きっかけは些細なことだった。テストで消しゴムを忘れちゃった私に「俺の半分あげるっスよ!」って自分の消しゴムを割ってくれた黄瀬君が輝いて見えたから。

叶わない恋だって分かってる。だって黄瀬君はモデルだし、ファンの女の子だって沢山いるから。でもせめて彼に好きな人ができるまでは、思っていたかったの。


「はぁ〜だる……」

2時間目の授業が終わると、黄瀬君はそう言って机になだれこんだ。

「昨日仕事だったの?」
「っス。だから眠くて…」

私が勇気を出して話し掛けた一言に黄瀬君が返してくれた!私はそれだけで顔がにやけてしまいそうだった。
ふあぁ、と今にも寝てしまいそうな彼を見てやっぱり好きだなぁなんて思う。

そんな時、教室の扉ががらりと開いた。

「涼!」
「あ!名前っちじゃないっスか!俺の教室まで来るなんて珍しいっスね。まさか、俺に会いたくて?!」

扉を開けた女の子が黄瀬君の名前を呼ぶと、黄瀬君は飛び起きて嬉しそうに寄っていった。私が話し掛けた時は、今にも寝そうだったのに、胸が少し、痛んだ。

「ばーか、違うからね?英語の教科書、貸して!」

「えぇ?またっすかぁ?」

「お願い!ほら、チョコあげるから!」

「仕方ないっスね。はい、どうぞ。」

「きゃーありがと!さっすが涼!次返しに来るから!」

女の子はそう言って去って行ったが、残された黄瀬君は「もー、ほんと、調子いいんスから」なんて言いながらも嬉しそうに女の子からもらったチョコを見ていた。

本当はずっと知ってたの。彼が誰を想っているのか、彼が唯一名前を呼ぶ女の子は誰か、そしてそれにどんな意味が込められているのか。全部知ってた。
ただ、認めるのが嫌で見ていないから分かんないなんて子供みたいな意地で、ずっと知らないふりをしてきたんだよ。
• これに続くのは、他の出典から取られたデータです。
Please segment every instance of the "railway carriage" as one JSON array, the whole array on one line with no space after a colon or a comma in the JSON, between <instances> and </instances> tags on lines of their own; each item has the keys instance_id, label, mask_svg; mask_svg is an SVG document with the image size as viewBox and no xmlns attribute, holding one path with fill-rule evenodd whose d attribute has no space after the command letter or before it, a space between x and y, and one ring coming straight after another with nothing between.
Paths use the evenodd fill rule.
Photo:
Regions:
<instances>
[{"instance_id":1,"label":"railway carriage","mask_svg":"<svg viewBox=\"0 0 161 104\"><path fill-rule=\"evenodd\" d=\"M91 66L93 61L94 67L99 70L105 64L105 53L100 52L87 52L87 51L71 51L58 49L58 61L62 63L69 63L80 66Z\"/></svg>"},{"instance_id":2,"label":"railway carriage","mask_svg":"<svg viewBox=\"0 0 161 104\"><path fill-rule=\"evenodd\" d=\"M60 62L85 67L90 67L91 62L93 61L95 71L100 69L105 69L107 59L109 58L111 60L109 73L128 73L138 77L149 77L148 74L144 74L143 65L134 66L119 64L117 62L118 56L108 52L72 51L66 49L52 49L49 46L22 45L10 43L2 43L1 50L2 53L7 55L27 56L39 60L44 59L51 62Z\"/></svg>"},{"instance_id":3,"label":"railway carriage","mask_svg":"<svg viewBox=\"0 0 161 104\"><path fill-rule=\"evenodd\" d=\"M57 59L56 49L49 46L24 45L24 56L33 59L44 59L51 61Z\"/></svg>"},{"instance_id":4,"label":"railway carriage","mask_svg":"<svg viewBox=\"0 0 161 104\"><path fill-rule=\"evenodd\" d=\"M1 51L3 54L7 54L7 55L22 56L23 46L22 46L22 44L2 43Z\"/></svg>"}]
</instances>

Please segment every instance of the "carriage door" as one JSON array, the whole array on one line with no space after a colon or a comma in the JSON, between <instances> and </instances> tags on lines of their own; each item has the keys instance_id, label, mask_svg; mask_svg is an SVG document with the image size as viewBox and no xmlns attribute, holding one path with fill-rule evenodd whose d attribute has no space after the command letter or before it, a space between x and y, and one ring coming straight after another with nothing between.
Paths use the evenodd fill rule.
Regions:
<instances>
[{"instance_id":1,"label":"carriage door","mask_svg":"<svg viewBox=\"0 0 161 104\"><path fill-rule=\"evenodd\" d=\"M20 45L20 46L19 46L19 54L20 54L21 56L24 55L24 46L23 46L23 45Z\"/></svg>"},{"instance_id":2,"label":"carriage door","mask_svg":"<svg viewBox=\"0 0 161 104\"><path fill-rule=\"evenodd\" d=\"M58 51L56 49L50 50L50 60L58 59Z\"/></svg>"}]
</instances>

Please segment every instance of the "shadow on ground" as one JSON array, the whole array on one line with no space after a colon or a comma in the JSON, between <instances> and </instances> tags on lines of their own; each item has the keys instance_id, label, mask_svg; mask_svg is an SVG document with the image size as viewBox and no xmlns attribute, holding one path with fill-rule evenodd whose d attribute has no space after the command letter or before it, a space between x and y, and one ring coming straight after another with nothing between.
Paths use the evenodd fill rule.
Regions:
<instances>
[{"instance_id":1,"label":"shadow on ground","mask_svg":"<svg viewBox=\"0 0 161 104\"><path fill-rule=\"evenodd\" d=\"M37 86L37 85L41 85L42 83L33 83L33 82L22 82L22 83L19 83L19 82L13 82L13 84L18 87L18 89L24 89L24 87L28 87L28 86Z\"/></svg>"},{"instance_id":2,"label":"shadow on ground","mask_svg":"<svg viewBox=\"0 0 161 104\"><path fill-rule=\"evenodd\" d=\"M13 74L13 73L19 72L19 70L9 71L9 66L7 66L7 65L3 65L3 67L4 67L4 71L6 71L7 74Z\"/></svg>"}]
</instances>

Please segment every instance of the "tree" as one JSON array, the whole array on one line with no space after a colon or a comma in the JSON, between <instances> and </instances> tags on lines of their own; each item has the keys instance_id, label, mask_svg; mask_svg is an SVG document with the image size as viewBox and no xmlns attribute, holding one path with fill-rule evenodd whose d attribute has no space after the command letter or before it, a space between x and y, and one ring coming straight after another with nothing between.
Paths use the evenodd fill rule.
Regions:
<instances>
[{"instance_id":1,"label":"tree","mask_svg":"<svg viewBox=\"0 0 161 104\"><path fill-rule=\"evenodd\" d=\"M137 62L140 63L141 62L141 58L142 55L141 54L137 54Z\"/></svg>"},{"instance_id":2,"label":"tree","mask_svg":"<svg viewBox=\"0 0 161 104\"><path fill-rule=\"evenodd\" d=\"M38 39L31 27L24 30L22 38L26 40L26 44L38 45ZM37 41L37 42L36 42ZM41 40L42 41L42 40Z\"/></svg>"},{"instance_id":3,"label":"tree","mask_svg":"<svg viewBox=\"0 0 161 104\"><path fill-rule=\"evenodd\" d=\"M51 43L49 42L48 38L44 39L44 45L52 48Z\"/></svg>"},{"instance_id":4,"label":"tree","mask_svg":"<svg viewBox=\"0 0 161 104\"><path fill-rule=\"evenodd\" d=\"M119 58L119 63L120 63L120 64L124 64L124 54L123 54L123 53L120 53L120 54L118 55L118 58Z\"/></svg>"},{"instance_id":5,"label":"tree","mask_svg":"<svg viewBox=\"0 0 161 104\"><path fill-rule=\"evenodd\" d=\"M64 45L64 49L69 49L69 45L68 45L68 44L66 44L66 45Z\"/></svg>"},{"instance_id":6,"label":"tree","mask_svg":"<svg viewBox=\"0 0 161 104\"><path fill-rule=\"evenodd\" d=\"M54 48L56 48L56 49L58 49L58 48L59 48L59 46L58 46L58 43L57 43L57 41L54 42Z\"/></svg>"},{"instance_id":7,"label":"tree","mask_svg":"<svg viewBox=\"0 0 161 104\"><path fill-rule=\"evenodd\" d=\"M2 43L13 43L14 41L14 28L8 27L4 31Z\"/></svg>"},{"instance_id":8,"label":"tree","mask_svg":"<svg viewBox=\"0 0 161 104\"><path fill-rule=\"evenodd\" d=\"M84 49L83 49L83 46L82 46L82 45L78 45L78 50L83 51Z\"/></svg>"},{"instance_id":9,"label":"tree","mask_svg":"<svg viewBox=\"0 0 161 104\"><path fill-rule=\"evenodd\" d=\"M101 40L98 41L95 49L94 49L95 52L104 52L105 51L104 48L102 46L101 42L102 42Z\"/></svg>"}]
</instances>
「黄瀬君、私にも、それくれないかな?今お腹空いちゃっててさ。」

でもね、

「あー悪いっスけど、」

目の前で見せつけられちゃ、

「これはあげられないっス。」

そんな意地、ただの惨めなものにしかならないんだよ。

「、そっか。ごめんね?」
「いや、別にいいっスよ。」

きっと彼は私の名前すら知らない。
彼に想われている、名前さん。私も一度でいいから、貴女になりたい。貴女みたいに、彼の太陽みたいな本物の笑顔で名前を呼ばれてみたかったなぁ。

さようなら、私の恋。思えばはじめから酷く、苦しいものだった。今はまだ無理だけど、でも、きっといつか、笑って話せるくらい幸せになるから、だから、もうしばらくは、想いを消すことができそうにない私を、見ないふりをして下さい。